Saturday, June 21, 2014

Starting to work on the Leading Edges

I have not posted anything in a while because the work I have been doing has just been duplication of the left wing deburring on the right wing skins and ribs. I finally finished all that deburring today, so the wing skins and ribs will be ready for dimpling soon, after I manage to prime the insides of the skins. I removed the bottom wing skins from the left wing per Vans instructions, and left the top skins on.You need to have access under the wing spar for fitting and drilling the leading edge ribs to the spar, so the bottom skins are removed to allow this.

The next step was to remove all the vinyl from the inside of the leading edge skin. Being my usual frugal self I decided to use my soldering iron to remove the vinyl only from the rib lines, leaving the rest to protect the skin from any scratches or dings. I have had the left wing leading edge in the cradle now for a very long time, with the ribs clecoed in place. I remember I wanted to see how easy or hard the ribs could be clecoed to the LE skin. THis also verifies how well you straightened all the LE ribs. Contrary to Vans instructions at that time I left all the vinyl in place on the skins. Some of the holes were difficult, but I managed to get all ofthem installed.

Either Vans or some other builder also suggests to knock down the flanges that are cut into small separate flanges that go around the circumference of the very front part of the leading edge skin. I had straightened all of these separate small flanges long ago, but had not done any further prep work to debur or smooth out the fronts of the ribs. Because of this, and the need to remove the vinyl for correct fitting of the ribs to the skin, I needed to remove all the clecoes and remove each LE rib. This went pretty well, but some of them were difficult since the holes have not been match drilled yet.Before I removed the clecoes from the ribs I took the soldering iron and used each rib flange as a guide to melt the vinyl. This also worked pretty well.

You are supposed to knock down the rough edges of each of these small flanges because if you don't small bumps will appear in the LE skin that apparently are somewhat visible after painting. There is also a possibility that stress risers will forming that area and possibly cause the skin to start cracking. If run your finger around the front of each rib you can feel the high spots created by the bends and relief holes of each of these flanges, and so the acid test for smoothing these out is to feel no sudden stops with your finger and everything should feel smooth as your finger follows the contour of each rib.

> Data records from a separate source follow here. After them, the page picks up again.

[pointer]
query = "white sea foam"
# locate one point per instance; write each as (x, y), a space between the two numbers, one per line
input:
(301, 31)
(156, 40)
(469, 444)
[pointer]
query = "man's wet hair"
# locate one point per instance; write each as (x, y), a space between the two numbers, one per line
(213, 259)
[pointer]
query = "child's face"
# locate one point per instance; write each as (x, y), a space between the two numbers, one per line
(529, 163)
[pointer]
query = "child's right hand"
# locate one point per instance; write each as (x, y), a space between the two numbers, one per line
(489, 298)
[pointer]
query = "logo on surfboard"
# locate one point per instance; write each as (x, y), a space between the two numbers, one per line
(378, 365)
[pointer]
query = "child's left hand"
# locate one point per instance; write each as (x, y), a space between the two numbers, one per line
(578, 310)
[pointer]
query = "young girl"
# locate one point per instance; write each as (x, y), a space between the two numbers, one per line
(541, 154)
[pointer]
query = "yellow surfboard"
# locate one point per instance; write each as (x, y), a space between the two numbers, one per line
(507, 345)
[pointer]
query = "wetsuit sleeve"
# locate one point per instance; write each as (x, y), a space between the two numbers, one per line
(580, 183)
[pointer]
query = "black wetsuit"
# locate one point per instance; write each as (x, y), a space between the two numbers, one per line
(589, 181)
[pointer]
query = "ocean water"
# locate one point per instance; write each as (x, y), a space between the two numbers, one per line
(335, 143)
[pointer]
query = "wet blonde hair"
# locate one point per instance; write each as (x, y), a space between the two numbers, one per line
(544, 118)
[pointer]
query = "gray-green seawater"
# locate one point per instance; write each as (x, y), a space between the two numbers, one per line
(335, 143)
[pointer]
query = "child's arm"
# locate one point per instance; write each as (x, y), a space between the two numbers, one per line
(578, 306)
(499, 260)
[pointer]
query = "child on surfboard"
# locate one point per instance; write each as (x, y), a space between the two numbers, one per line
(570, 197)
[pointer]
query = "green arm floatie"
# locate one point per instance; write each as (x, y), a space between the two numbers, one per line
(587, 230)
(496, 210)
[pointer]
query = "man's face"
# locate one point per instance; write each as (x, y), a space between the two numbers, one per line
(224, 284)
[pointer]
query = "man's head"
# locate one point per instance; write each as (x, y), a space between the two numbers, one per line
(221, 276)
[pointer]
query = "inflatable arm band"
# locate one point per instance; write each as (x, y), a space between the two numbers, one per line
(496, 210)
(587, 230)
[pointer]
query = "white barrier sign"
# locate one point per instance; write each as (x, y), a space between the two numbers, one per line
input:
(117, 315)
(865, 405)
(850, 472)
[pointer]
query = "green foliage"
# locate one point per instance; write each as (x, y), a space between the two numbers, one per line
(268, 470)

The only question now was what method to use to smooth them out. I had already tried using the scotch brite wheel to do some of this, and it just did not work very well. Tonight I decided to try using 220 grit aluminum oxide sandpaper. My past experience with using the sand paper  for removing or smoothing large areas with significant amounts of material to remove is that this takes forever to do,even with 220 grit. You also need to be careful because you do not want to remove too much material.

So after the first rib I gave up on the sandpaper, and switched to a standard sized flat file, and two other smaller jeweler files that I have used in the past for the smaller ribs for the tail section. The flat file actually did a nice job of knocking down the high spots and smoothing out the transition between each small rib flange on the nose of each rib. I kept running the file over each adjacent set of flanges until the entire rounded surface felt smooth. I used a round jewelers file to smooth out the relief holes.

I managed to smooth out all of the ribs for the left wing LE, and now that I have all of the vinyl removed as well, tomorrow I will re-cleco all of the ribs back into the LE skin and fit it to the left wing spar per the instructions. Then I will be able to match drill the holes. There are some questions that I may need to ask Vans about next week. I am not sure if I will need to kerf the LE skin so that it does not curl up on the edge against the spar, and I am not sure how much,if at all,I am supposed to debur the edges of the skins,since part the process for all this is to ensure that all the separate skin sections for the wing, LE, and fuel tanks all butt up against each other without any gaps. Gaps between the skins sections will generate drag, which the enemy of speed.

Anyway, all for now, more fun work to do tomorrow. Man am I glad that all that deburring is done. My fingers are shot from doing the back sides of the wing ribs by hand.